Este camina por el Centro de Lima y ve la avenida Tacna, el jirón Lampa, la avenida Abancay y la misma Vía de Evitamiento que parecen colapsar. Todos los caminos conducen al festival , en el Rímac. No vale llegar en carro, es mejor dejarlo en alguna cochera del Centro e ir caminando al Club Revólver.

Me puse a pensar en qué sentirán hoy aquellos ‘guerreros’ de la ‘Isla del Gallo’, que coincidieron en un restaurante en el norte del país, en aquel ya lejano 2007, cuando sembraron la semilla de lo que hoy es esta feria gastronómica. Entre la degustación de platillos exquisitos de nuestra tierra, picaban arroz con pato a la norteña, cebiche de lenguado, papa a la huancaína, ají de gallina, lomo saltado, cocteles a base de pisco.

Gastón Acurio estaba alucinado. Él había asistido a ferias gastronómicas en distintos países, pero eran, más que nada, festivales especializados, ya sea en carnes, cervezas o vegetarianos. Pero al degustar esa ‘mixtura’ de platillos peruanos alucinó que una feria que exponga la comida de la costa, sierra y selva del país serviría para poner la gastronomía peruana en bandeja y darle el reconocimiento que hace mucho se merecía. Las picanterías, las ramaditas, las anticucherías, los cebicheros, los exponentes de los contundentes platos de fondo de la cocina peruana nunca habían sido reunidos en un lugar donde se les rinda culto, que sea una reunión con aroma a devoción religiosa. No cabía duda de que Gastón Acurio era el rostro de todos esos guerreros armados de mandiles en vez de armaduras, cucharones en vez de lanzas o pistolas y gorros de cocina en vez de cascos.

Entre los rostros de cocineros, empresarios, intelectuales y sibaritas, a secas y a mucha honra, estaban los históricos fundadores de Apega, que fue fruto de ese banquete norteño: Bernardo Roca Rey, Mariano Valderrama, Javier Wong, la infatigable Isabel Álvarez y Pedro Miguel Schiaffino entre otros bravos cocineros. Su primer presidente fue Gastón, aclamado por unanimidad. Y planificaron lo que sería el primer gran festival gastronómico del país. Sería en el 2008. Increíble, lograron que el viejo local del Cuartel San Martín les cediera sus instalaciones. Todavía no se iba a llamar Mistura. No muchos cocineros y dueños de restaurantes de provincias tenían fe en el proyecto. Por eso la denominaron ‘Perú, mucho gusto’.

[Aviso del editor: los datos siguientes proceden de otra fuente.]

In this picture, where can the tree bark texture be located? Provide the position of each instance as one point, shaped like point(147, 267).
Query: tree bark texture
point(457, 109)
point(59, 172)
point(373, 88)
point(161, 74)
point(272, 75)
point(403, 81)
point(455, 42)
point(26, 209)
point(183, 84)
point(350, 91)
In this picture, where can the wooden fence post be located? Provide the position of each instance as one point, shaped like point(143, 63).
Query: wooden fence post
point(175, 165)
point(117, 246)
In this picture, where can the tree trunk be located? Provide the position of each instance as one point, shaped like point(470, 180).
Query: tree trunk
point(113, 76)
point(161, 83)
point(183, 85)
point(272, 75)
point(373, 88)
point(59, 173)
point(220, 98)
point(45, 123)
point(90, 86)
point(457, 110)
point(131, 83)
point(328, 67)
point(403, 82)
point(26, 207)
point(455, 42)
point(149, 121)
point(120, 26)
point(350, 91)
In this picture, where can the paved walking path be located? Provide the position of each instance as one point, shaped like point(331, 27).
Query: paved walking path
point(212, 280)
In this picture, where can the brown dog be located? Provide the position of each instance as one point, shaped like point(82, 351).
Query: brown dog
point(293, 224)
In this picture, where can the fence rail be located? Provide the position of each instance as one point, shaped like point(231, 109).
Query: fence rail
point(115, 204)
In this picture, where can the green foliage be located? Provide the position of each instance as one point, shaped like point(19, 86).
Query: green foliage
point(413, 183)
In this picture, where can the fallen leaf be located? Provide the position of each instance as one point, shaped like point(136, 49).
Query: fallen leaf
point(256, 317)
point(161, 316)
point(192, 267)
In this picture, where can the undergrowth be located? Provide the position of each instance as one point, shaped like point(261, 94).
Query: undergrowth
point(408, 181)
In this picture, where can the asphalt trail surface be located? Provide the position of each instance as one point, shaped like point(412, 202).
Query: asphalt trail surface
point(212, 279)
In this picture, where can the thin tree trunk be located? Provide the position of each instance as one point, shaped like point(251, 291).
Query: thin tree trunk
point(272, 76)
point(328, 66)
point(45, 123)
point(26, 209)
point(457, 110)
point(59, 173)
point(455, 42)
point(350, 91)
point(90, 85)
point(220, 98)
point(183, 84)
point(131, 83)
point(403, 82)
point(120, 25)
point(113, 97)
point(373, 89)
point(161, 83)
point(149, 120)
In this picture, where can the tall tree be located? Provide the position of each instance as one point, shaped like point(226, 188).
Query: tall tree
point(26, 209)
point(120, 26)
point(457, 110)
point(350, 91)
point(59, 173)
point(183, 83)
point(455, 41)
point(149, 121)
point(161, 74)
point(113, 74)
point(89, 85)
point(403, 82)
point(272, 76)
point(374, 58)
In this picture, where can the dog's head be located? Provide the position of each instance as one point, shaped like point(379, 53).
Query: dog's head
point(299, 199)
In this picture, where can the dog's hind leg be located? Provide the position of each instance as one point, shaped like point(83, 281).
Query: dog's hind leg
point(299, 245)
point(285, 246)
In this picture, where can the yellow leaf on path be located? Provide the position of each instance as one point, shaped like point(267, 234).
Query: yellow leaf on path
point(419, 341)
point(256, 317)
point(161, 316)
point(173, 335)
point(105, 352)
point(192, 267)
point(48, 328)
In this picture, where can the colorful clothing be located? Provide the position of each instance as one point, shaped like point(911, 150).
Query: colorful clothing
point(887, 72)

Este columnista vivía en Miraflores y me fui caminando hacía el cuartel, ese que esquivaba cuando tenía la edad del servicio militar. Bernardo Roca Rey cumplió un papel fundamental en la difusión del evento desde las páginas de El Comercio, Somos y Trome. Pero ni en sueños fue el fenómeno de masas al que evolucionó en años posteriores. Todavía no era el símbolo de nuestra identidad, en el que se ha convertido hoy, pero fue el germen. Empezaron las charlas, los foros y los finales de fiesta con música peruana.

Quienes pensaron que el Campo de Marte era demasiado grande para la próxima reunión, se equivocaron. Ya no solo eran la atracción los platillos, sino los festivales de delicias que siempre han acompañado fielmente a un humeante plato. Al final, no había un local que albergara a tantos miles de visitantes durante tantos días. Por eso se mudaron a la gigantesca Costa Verde, donde hasta hubo un acuario marino para los niños y jóvenes. De esa explanada frente al mar, el festival llegó en su mejor momento a un distrito con una tradición culinaria especial: el Rímac. Recuerdo de niño haber estado en el mítico restaurante ‘Rosita Ríos’. Al escuchar las palabras de Bernardo, tengo mayor convicción de que Mistura seguirá en auge: ‘Hay que educar al comensal en el hecho que la comida no es una frivolidad. Entender que la gastronomía nos acerca. Que a Mistura hay que ir con los hijos para trasladarles el bagaje cultural’. Además, yo no lo veo desde el punto de vista del negocio. Me alegra que mi hija de once años me diga ‘papá, ¿me vas a llevar a Mistura?’. Claro que la voy a llevar. Apago el televisor.